Puis des discours viennent rompre le silence de la foule interloquée. « Comment peut-on encore accepter d’être financé par TotalEnergies, qui continue de multiplier les nouveaux projets pétroliers, tel le projet Eacop [de construction d’un oléoduc] en Ouganda ? Comment peut-on encore accepter des partenariats avec la BNP, la Société générale ou le Crédit agricole qui continuent de financer les projets les plus destructeurs ? Et comment peut-on encore accueillir LVMH ou L’Oréal, qui nous embauchent pour optimiser leurs algorithmes de ciblage publicitaire ? », s’insurgeaient, début octobre, une trentaine d’étudiants de Polytechnique lors du X-Forum, devant les regards parfois approbateurs, amusés, ou plus souvent indifférents de leurs camarades.
Déroulé similaire quelques jours plus tard, au Forum Trium, coorganisé par les associations étudiantes de quatre écoles d’ingénieurs (Mines Paris-PSL, Ponts ParisTech, Ensta Paris et Ensae Paris). Distribution de tracts, sit-in de quelques minutes devant le stand de Perenco, producteur d’hydrocarbures, discours sur l’appel à la révolte et, en bonus, pendant toute la durée de l’événement, des passes d’armes rhétoriques entre recruteurs et étudiants.

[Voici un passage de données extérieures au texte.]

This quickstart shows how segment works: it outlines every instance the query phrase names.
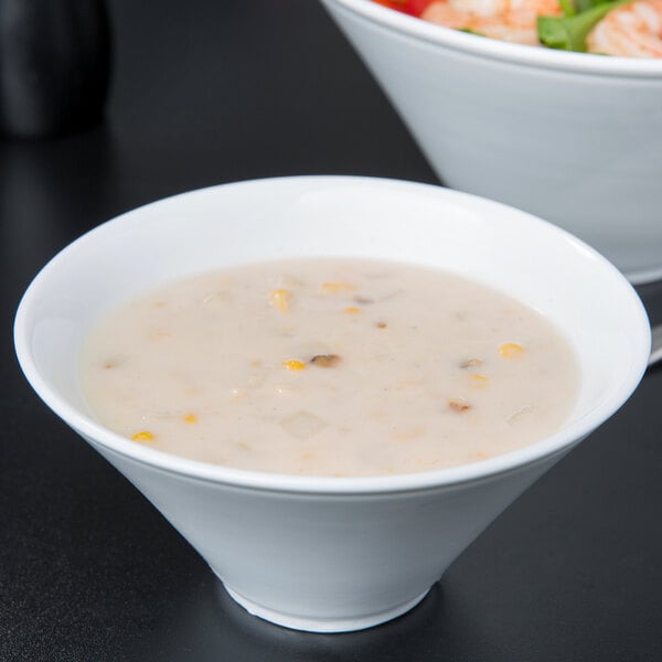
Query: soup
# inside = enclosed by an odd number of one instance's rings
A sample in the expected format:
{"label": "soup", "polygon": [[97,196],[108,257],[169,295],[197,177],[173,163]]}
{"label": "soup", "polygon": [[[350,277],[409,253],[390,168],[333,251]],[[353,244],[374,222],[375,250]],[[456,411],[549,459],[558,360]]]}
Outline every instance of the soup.
{"label": "soup", "polygon": [[254,471],[376,476],[540,440],[578,388],[535,310],[441,270],[365,259],[197,275],[102,320],[90,410],[151,448]]}

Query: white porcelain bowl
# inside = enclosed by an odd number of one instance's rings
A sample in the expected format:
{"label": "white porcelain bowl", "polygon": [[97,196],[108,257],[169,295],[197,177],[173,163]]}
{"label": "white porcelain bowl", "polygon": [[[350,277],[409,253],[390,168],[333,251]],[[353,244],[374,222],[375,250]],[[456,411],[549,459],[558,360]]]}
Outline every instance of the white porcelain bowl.
{"label": "white porcelain bowl", "polygon": [[510,44],[371,0],[322,2],[445,184],[552,221],[632,282],[662,278],[662,61]]}
{"label": "white porcelain bowl", "polygon": [[[182,459],[90,416],[78,354],[109,308],[200,270],[301,256],[439,266],[541,310],[580,357],[567,425],[527,448],[452,469],[311,478]],[[509,503],[613,414],[641,378],[650,331],[616,268],[523,212],[410,182],[302,177],[178,195],[89,232],[25,292],[15,346],[46,405],[145,493],[239,604],[291,628],[341,631],[413,607]]]}

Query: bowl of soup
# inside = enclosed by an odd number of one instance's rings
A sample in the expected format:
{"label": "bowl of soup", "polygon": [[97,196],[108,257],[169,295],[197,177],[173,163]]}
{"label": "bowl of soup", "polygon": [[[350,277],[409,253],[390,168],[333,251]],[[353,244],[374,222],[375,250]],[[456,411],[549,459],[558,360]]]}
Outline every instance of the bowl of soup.
{"label": "bowl of soup", "polygon": [[566,232],[413,182],[159,201],[56,255],[15,319],[43,402],[249,612],[413,608],[647,365],[630,284]]}
{"label": "bowl of soup", "polygon": [[[581,42],[596,53],[532,45],[537,8],[562,35],[584,35],[586,12],[570,18],[578,30],[559,15],[581,0],[322,2],[444,184],[559,225],[632,282],[662,277],[659,0],[604,15]],[[605,36],[617,11],[624,28]]]}

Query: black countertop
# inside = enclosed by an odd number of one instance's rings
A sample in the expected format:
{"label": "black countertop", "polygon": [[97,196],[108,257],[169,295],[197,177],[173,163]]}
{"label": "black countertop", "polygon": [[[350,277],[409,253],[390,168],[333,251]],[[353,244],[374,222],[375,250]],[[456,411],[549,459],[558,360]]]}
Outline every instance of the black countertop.
{"label": "black countertop", "polygon": [[[436,182],[317,2],[111,0],[109,10],[106,121],[0,141],[0,660],[661,660],[660,370],[416,609],[333,636],[248,616],[36,398],[13,356],[14,310],[36,270],[88,228],[241,179]],[[640,292],[662,321],[662,285]]]}

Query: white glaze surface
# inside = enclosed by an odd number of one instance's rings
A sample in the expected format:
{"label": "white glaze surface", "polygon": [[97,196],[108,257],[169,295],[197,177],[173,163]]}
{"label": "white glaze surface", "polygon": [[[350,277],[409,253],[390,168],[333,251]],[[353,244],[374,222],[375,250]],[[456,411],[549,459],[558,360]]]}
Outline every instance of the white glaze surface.
{"label": "white glaze surface", "polygon": [[[201,270],[311,255],[445,268],[532,306],[562,330],[580,364],[569,419],[536,444],[481,462],[320,478],[195,462],[135,444],[90,416],[77,359],[116,305]],[[118,217],[44,267],[23,297],[14,338],[41,398],[227,586],[278,622],[321,630],[374,623],[429,589],[509,503],[622,405],[650,353],[649,322],[630,285],[566,233],[437,186],[343,177],[228,184]]]}

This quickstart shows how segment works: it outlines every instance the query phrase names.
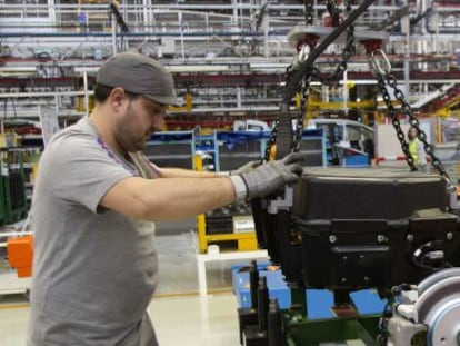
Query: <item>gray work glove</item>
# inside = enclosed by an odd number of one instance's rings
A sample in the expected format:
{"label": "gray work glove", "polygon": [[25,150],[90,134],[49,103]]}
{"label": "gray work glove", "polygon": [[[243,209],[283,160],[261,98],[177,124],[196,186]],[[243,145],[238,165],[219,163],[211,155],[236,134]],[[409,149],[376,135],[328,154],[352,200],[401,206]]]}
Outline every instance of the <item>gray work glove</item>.
{"label": "gray work glove", "polygon": [[239,177],[241,177],[244,184],[246,194],[241,191],[239,184],[232,179],[237,197],[241,198],[242,195],[246,195],[244,197],[248,199],[264,197],[273,194],[287,184],[294,184],[302,174],[301,161],[304,157],[304,152],[292,152],[280,160],[268,161],[241,174]]}
{"label": "gray work glove", "polygon": [[247,164],[244,164],[243,166],[234,169],[234,170],[230,170],[230,176],[237,176],[237,175],[242,175],[246,174],[248,171],[253,170],[254,168],[260,166],[260,161],[249,161]]}

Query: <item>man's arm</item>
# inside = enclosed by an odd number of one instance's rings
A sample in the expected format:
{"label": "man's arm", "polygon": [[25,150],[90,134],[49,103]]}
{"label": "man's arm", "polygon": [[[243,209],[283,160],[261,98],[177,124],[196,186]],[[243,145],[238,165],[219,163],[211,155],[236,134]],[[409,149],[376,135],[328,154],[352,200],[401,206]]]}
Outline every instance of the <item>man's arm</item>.
{"label": "man's arm", "polygon": [[191,217],[234,200],[264,197],[302,172],[304,154],[293,152],[276,161],[229,177],[144,179],[130,177],[113,185],[100,205],[144,220]]}
{"label": "man's arm", "polygon": [[102,197],[100,205],[143,220],[172,220],[223,207],[234,199],[233,184],[226,177],[131,177],[112,186]]}
{"label": "man's arm", "polygon": [[217,178],[218,174],[214,171],[191,170],[181,168],[160,168],[161,178]]}

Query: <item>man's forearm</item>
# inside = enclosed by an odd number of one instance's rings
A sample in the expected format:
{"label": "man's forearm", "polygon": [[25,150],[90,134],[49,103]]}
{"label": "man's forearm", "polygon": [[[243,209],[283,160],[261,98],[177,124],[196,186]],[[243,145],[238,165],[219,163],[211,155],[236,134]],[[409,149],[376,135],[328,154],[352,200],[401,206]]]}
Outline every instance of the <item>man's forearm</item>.
{"label": "man's forearm", "polygon": [[214,178],[219,176],[213,171],[200,171],[200,170],[181,169],[181,168],[161,168],[160,177],[161,178]]}

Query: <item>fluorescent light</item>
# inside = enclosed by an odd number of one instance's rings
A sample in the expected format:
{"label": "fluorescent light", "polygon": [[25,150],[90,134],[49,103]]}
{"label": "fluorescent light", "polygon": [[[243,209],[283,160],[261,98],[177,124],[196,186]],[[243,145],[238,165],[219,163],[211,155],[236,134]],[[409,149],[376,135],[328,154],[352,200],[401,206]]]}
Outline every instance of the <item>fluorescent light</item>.
{"label": "fluorescent light", "polygon": [[0,76],[30,76],[36,75],[37,69],[30,66],[12,66],[12,67],[0,67]]}
{"label": "fluorescent light", "polygon": [[286,71],[286,68],[289,66],[288,62],[251,62],[249,68],[251,70],[281,70]]}
{"label": "fluorescent light", "polygon": [[228,71],[228,65],[174,65],[166,67],[170,72],[222,72]]}

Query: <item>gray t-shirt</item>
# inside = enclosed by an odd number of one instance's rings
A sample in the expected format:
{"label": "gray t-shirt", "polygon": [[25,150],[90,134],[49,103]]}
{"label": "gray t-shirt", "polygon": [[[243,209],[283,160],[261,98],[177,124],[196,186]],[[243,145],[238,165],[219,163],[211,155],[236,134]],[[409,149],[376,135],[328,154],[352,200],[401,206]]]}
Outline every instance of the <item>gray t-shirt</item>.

Planté devant le stand de TotalEnergies, un jeune ingénieur des Ponts interpelle un représentant du géant pétrolier : « Je ne travaillerai pas pour vous tant que des changements drastiques ne seront pas mis en œuvre. » Tout sourire, le recruteur dégaine sa réplique bien huilée : « C’est dommage, on manque cruellement d’ingénieurs sur l’éolien ou l’hydrogène. Je reçois tous les jours deux cents CV pour l’Oil & Gas et seulement quinze pour l’éolien. Si la transition vous intéresse, rejoignez-nous ! »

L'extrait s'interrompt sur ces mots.